Pegasus and the operator Citizen Lab calls “KINGDOM.”
The University of Toronto’s Citizen Lab has concluded an investigation into an attempt to install spyware on a phone belonging to a New York Times journalist, Ben Hubbard, who was hit with an attack carrying Pegasus spyware in June of 2018. Apparently the attack failed to install the intercept tool: Hubbard cautiously declined to follow the link he was sent in a smishing attempt. The hyperlink went to a site associated with what Citizen Lab calls “KINGDOM,” a Pegasus operator the Lab connects to Saudi Arabia. Other KINGDOM targets included Saudi dissidents and at least one Amnesty International staffer. Amnesty International had itself earlier concluded that the domain to which the link belonged, arabnews365[dot]com, was part of KINGDOM’s infrastructure. The incident suggests the extent to which authoritarian governments use lawful intercept tools against targets perceived to be involved with domestic dissent.
Why it pays to offer free software.
It’s a loss leader, right? Sure, sometimes. But free software can also be monetized in other, more direct ways. Motherboard and PCMag have reported the results of a joint investigation into the data collection and sharing practices of Prague-based security company Avast, and they’ve found that even anonymized data can be valuable.

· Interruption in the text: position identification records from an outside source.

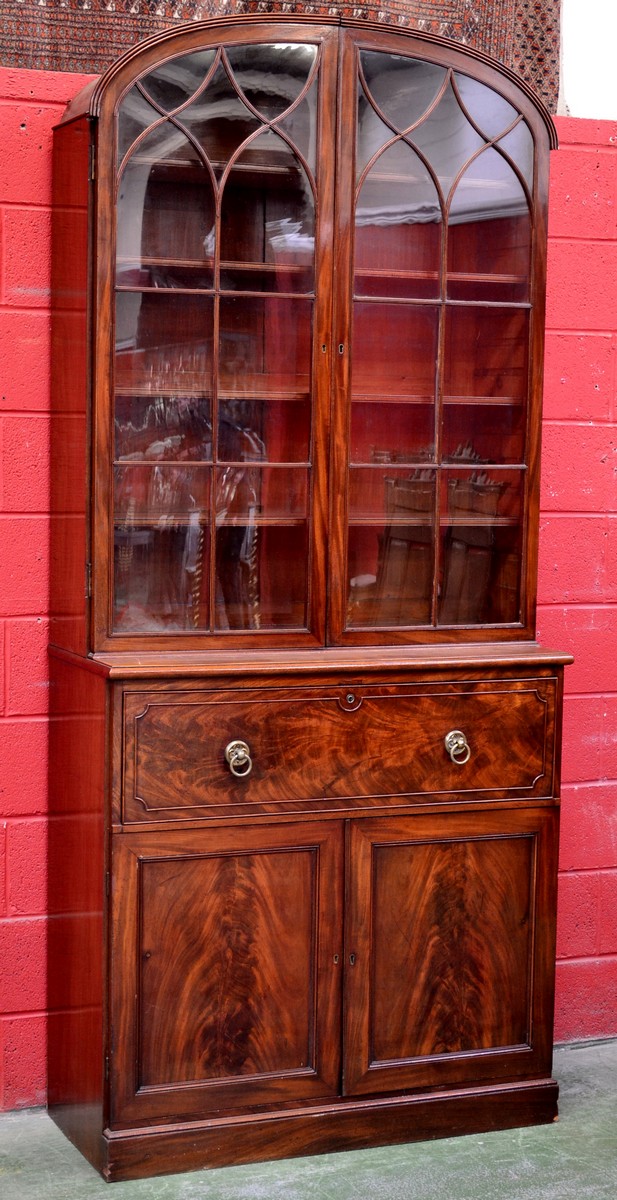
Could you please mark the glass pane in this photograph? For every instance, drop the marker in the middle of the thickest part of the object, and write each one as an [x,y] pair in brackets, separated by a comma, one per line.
[447,139]
[397,228]
[274,250]
[160,491]
[481,540]
[400,89]
[486,353]
[274,431]
[174,82]
[489,237]
[385,432]
[300,126]
[159,427]
[161,540]
[519,145]
[390,547]
[394,351]
[490,111]
[271,77]
[220,120]
[166,213]
[133,118]
[484,433]
[265,347]
[261,576]
[490,259]
[163,343]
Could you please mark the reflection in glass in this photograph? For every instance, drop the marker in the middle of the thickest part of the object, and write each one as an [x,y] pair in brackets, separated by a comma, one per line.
[390,547]
[394,349]
[177,79]
[397,228]
[385,432]
[135,117]
[399,88]
[213,436]
[282,241]
[265,346]
[156,215]
[489,237]
[271,77]
[519,147]
[490,111]
[483,433]
[480,547]
[486,353]
[261,577]
[161,545]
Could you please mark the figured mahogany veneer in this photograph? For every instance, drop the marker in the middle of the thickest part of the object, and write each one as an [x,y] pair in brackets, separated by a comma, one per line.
[298,342]
[311,748]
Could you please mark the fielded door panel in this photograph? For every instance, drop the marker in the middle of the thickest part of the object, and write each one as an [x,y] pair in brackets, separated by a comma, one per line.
[225,976]
[448,970]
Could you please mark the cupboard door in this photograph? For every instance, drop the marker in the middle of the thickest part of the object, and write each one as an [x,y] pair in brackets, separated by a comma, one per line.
[449,949]
[225,976]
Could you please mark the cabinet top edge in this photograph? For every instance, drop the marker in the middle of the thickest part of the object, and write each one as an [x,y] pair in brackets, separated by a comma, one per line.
[88,101]
[366,659]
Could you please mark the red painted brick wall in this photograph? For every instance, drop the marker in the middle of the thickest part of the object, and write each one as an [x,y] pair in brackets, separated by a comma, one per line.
[577,579]
[577,586]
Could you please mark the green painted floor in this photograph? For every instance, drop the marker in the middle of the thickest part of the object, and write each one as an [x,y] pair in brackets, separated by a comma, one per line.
[573,1159]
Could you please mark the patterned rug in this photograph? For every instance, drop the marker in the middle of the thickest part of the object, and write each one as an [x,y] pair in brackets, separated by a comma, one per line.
[88,35]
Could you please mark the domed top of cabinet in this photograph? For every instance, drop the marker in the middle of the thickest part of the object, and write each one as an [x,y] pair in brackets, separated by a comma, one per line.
[299,324]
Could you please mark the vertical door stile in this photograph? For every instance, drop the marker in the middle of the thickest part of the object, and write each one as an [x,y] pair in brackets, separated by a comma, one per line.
[340,341]
[322,333]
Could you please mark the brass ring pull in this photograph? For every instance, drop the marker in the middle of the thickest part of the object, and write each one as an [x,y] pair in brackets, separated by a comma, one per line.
[457,747]
[239,759]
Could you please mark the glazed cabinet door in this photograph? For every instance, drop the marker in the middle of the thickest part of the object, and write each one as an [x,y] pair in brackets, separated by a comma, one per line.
[435,447]
[449,949]
[225,970]
[221,315]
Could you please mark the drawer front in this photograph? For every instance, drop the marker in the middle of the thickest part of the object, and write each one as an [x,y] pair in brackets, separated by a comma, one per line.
[334,748]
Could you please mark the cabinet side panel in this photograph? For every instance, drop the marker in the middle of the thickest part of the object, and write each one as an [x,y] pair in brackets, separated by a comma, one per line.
[76,892]
[70,471]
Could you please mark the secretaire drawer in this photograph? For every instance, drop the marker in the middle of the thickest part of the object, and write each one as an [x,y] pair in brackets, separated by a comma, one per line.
[333,747]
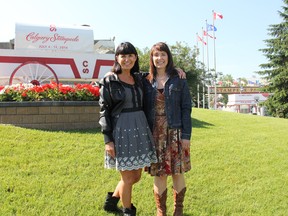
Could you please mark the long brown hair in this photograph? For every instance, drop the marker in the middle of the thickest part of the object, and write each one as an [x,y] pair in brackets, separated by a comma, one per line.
[170,68]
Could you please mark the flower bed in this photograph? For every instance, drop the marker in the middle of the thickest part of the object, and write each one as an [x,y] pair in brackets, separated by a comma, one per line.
[50,107]
[49,92]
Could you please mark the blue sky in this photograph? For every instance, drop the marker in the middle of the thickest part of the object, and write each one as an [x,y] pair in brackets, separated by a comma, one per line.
[239,34]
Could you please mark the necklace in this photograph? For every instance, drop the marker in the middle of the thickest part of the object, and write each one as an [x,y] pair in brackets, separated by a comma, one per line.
[161,78]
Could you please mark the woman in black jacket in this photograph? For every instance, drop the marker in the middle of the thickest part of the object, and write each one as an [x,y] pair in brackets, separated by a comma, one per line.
[128,139]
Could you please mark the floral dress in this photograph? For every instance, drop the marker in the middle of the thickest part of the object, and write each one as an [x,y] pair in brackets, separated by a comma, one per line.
[172,159]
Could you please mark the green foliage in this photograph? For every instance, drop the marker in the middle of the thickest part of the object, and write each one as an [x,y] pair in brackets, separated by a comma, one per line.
[276,70]
[49,92]
[239,167]
[144,57]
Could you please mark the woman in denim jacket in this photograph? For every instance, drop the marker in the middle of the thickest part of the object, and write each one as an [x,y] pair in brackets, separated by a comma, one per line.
[168,107]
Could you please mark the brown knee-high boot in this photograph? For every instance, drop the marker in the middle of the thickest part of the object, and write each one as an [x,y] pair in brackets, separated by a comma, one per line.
[178,202]
[161,203]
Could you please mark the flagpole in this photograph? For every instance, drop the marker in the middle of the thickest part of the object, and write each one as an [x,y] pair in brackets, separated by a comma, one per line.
[215,87]
[198,93]
[203,82]
[208,69]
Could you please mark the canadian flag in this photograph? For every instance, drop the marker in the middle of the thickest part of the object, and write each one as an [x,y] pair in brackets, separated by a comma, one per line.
[218,16]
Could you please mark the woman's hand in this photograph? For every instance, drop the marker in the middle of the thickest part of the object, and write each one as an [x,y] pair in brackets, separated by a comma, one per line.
[181,73]
[110,149]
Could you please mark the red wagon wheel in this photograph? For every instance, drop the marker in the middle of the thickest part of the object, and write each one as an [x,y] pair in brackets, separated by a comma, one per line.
[33,72]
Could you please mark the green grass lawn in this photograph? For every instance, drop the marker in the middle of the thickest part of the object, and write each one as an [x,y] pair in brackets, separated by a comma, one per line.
[239,168]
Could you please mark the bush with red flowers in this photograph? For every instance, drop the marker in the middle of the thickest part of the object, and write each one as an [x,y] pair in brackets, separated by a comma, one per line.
[49,92]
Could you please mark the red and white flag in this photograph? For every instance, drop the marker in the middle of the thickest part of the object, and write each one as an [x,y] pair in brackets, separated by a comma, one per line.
[218,16]
[200,39]
[206,34]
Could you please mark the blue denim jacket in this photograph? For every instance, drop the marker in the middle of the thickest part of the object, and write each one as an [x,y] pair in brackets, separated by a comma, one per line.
[178,104]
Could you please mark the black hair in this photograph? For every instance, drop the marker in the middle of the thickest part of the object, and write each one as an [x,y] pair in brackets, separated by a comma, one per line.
[123,49]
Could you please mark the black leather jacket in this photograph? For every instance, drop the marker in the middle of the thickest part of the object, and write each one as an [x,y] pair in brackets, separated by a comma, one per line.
[111,101]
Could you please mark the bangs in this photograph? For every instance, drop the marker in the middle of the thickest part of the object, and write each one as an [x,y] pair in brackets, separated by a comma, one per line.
[126,48]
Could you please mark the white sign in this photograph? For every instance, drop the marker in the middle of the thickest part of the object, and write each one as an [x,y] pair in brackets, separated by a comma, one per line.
[75,38]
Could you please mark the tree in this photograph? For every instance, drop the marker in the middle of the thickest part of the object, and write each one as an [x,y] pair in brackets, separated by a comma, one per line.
[144,57]
[276,70]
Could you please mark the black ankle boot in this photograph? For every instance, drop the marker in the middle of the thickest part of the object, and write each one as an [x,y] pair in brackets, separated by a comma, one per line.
[111,202]
[129,211]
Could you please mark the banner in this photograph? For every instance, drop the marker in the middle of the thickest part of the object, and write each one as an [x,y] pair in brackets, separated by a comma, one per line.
[74,38]
[235,90]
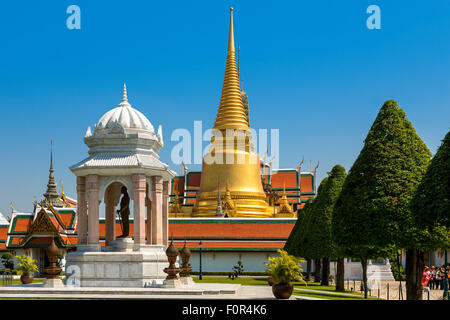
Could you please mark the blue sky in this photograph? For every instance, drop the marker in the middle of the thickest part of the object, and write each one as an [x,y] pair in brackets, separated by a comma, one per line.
[311,69]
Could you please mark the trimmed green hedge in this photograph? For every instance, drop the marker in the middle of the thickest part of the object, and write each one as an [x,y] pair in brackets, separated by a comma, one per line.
[226,273]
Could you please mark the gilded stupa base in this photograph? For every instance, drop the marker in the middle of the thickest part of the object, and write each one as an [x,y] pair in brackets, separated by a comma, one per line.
[234,204]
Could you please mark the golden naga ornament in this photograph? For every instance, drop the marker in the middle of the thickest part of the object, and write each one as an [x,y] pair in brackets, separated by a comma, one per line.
[231,157]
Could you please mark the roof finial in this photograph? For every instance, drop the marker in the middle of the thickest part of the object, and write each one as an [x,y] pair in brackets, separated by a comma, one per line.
[124,93]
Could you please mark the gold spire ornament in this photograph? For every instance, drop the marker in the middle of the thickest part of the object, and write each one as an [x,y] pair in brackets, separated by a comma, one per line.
[285,209]
[227,160]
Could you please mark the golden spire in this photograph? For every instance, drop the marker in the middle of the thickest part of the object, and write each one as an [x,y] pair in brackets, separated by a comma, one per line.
[231,113]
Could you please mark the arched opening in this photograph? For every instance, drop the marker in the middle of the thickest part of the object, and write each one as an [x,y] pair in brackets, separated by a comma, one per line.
[148,208]
[113,220]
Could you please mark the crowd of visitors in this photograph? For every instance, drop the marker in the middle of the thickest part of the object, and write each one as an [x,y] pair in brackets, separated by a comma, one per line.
[433,277]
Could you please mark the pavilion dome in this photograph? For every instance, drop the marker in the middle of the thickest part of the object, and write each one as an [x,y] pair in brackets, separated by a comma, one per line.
[124,116]
[3,219]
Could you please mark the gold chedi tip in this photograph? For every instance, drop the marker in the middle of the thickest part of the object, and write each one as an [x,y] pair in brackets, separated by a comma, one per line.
[231,113]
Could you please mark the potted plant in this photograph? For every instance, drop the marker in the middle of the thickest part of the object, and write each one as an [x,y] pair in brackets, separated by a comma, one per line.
[26,267]
[283,270]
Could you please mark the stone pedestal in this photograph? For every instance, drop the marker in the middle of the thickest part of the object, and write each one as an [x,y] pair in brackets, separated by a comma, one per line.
[187,281]
[172,283]
[123,265]
[122,245]
[53,283]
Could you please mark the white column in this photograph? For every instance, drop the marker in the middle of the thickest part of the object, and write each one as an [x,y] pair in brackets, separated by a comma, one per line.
[81,210]
[148,204]
[139,186]
[156,219]
[110,215]
[93,214]
[165,213]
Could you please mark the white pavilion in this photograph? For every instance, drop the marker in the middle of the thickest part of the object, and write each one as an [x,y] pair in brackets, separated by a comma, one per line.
[123,151]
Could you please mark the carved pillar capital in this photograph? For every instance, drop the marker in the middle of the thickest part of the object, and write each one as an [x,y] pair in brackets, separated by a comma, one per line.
[92,182]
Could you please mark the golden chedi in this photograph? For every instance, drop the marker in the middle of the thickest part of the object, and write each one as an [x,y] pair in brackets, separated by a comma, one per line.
[231,163]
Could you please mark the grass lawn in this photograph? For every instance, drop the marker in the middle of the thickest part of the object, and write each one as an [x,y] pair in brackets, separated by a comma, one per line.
[262,281]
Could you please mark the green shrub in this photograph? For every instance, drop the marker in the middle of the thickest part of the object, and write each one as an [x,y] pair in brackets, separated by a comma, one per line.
[285,268]
[26,265]
[397,271]
[237,270]
[7,260]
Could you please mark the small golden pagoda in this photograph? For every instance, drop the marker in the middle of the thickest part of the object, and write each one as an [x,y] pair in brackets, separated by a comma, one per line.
[285,210]
[231,158]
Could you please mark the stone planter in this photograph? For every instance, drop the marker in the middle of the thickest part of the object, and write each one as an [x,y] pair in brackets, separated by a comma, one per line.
[282,290]
[26,279]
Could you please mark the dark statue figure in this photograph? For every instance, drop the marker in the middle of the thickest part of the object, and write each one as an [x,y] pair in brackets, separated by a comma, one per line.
[124,213]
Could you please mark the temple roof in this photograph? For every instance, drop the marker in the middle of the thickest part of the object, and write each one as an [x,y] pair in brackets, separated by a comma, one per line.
[121,160]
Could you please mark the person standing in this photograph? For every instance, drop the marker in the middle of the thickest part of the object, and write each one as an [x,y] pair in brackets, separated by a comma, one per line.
[425,277]
[433,278]
[124,213]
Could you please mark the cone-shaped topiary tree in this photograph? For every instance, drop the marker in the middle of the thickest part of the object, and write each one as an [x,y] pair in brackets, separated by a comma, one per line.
[304,240]
[430,207]
[372,214]
[321,245]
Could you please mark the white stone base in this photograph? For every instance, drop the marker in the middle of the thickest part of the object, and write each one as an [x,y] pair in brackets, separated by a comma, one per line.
[53,283]
[172,283]
[122,267]
[187,281]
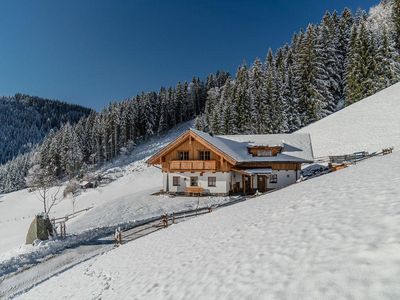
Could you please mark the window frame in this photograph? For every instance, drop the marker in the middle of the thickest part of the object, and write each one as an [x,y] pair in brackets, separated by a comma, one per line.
[194,179]
[273,178]
[203,155]
[178,178]
[183,155]
[214,179]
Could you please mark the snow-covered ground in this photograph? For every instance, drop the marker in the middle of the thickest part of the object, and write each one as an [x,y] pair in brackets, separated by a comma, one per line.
[333,237]
[124,200]
[368,125]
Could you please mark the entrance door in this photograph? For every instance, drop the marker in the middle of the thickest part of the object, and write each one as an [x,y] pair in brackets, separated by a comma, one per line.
[261,183]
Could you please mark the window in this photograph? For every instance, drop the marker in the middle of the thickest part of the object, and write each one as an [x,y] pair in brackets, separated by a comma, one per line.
[212,181]
[184,155]
[264,153]
[193,181]
[273,178]
[176,181]
[205,155]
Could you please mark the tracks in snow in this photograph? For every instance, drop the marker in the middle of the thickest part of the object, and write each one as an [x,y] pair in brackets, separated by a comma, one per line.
[17,283]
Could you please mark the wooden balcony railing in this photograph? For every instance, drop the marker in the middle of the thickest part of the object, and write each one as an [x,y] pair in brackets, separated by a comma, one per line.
[193,165]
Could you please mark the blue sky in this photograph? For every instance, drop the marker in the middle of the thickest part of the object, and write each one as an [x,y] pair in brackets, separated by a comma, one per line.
[94,52]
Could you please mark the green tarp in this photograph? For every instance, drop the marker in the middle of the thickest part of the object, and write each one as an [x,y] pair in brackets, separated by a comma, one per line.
[40,229]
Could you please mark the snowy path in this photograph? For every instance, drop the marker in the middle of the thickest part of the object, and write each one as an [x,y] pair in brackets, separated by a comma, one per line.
[20,282]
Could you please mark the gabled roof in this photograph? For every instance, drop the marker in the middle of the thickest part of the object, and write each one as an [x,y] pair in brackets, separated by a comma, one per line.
[296,147]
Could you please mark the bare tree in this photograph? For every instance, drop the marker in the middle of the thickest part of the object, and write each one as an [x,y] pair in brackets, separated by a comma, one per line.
[45,185]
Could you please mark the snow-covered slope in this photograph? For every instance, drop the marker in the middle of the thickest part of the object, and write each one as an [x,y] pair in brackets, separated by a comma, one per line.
[333,237]
[368,125]
[126,199]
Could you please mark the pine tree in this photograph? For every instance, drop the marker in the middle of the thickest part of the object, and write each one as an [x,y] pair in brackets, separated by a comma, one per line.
[241,98]
[396,21]
[257,91]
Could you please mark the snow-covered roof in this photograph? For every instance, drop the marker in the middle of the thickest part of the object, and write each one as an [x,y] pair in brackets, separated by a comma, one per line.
[296,147]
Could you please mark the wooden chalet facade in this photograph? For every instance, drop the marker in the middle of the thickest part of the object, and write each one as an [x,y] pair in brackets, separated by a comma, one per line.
[200,163]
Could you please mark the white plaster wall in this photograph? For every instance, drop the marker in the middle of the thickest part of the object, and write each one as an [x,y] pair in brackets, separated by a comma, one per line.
[222,184]
[285,178]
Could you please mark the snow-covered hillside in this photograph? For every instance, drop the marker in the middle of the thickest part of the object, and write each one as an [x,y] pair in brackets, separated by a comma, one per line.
[333,237]
[123,201]
[368,125]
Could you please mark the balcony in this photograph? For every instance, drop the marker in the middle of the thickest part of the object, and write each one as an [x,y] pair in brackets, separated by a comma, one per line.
[193,165]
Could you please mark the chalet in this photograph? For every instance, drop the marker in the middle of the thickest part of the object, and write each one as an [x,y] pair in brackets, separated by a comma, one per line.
[199,162]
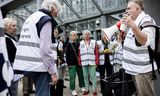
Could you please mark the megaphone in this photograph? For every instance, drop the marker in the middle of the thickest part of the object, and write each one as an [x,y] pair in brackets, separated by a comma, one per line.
[108,32]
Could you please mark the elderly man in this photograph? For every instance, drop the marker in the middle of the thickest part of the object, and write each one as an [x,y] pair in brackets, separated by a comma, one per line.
[34,56]
[136,59]
[88,59]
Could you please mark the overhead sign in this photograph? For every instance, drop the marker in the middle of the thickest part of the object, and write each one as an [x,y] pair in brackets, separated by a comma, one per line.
[4,2]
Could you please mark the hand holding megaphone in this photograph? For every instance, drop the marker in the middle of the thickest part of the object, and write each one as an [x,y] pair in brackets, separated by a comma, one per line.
[108,32]
[127,20]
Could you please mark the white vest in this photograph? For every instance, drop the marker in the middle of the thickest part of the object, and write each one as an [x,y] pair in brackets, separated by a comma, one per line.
[28,55]
[136,59]
[87,53]
[101,48]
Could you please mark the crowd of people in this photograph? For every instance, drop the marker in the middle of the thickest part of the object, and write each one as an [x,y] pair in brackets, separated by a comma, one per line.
[41,54]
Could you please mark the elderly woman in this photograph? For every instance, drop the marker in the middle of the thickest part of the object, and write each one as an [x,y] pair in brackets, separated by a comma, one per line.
[88,59]
[72,62]
[34,56]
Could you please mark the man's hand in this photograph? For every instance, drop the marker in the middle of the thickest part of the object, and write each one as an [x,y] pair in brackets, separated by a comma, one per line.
[54,79]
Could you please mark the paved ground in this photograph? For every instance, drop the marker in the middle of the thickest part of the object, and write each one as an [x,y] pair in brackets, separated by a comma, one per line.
[66,90]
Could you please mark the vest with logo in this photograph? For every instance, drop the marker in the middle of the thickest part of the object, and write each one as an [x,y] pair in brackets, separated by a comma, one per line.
[87,53]
[28,55]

Avast and its subsidiary AVG were found last month to be using their browser extensions to collect user information, but they stopped the practice after being ejected from the Opera, Mozilla, and Google stores, and after receiving adverse public comment, including a request, described then in Motherboard, from US Senator Wyden (Democrat of Oregon) to explain what they thought they were about.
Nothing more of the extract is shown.